Louis war stocksauer.
Mit Mühe und Not brachte er seine letzten beiden Schulstunden an diesem Tag hinter sich.
Seine Gedanken schweiften ständig ab, und jeder seiner Schüler schien ihm heute besonders auf die Nerven zu gehen.
Was war bitte so schwer daran, regelmäßige Verben zu konjugieren?
Warum konnten sie sich die einfachsten Vokabeln nicht merken?

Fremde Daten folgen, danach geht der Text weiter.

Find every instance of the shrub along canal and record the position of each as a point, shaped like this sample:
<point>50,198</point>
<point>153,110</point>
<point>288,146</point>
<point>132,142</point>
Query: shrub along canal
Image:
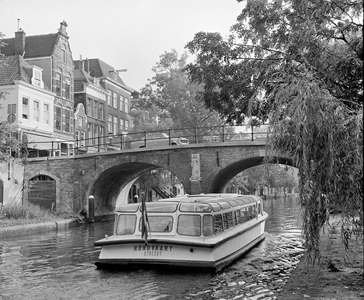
<point>60,265</point>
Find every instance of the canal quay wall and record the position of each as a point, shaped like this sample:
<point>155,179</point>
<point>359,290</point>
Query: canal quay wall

Wie zur Hölle schafften sie es, innerhalb von fünf Minuten wieder alles zu vergessen, was er ihnen über die französische Aussprache erklärt hatte?
Am Ende des Tages war Louis so entnervt, dass er seine Schüler eine halbe Stunde eher aus dem Unterricht entließ, obwohl er ganz genau wusste, dass er das eigentlich aus versicherungstechnischen Gründen gar nicht durfte.
Aber er konnte sich ohnehin nicht mehr konzentrieren, und diese Kinder kosteten ihn noch seinen letzten Nerv.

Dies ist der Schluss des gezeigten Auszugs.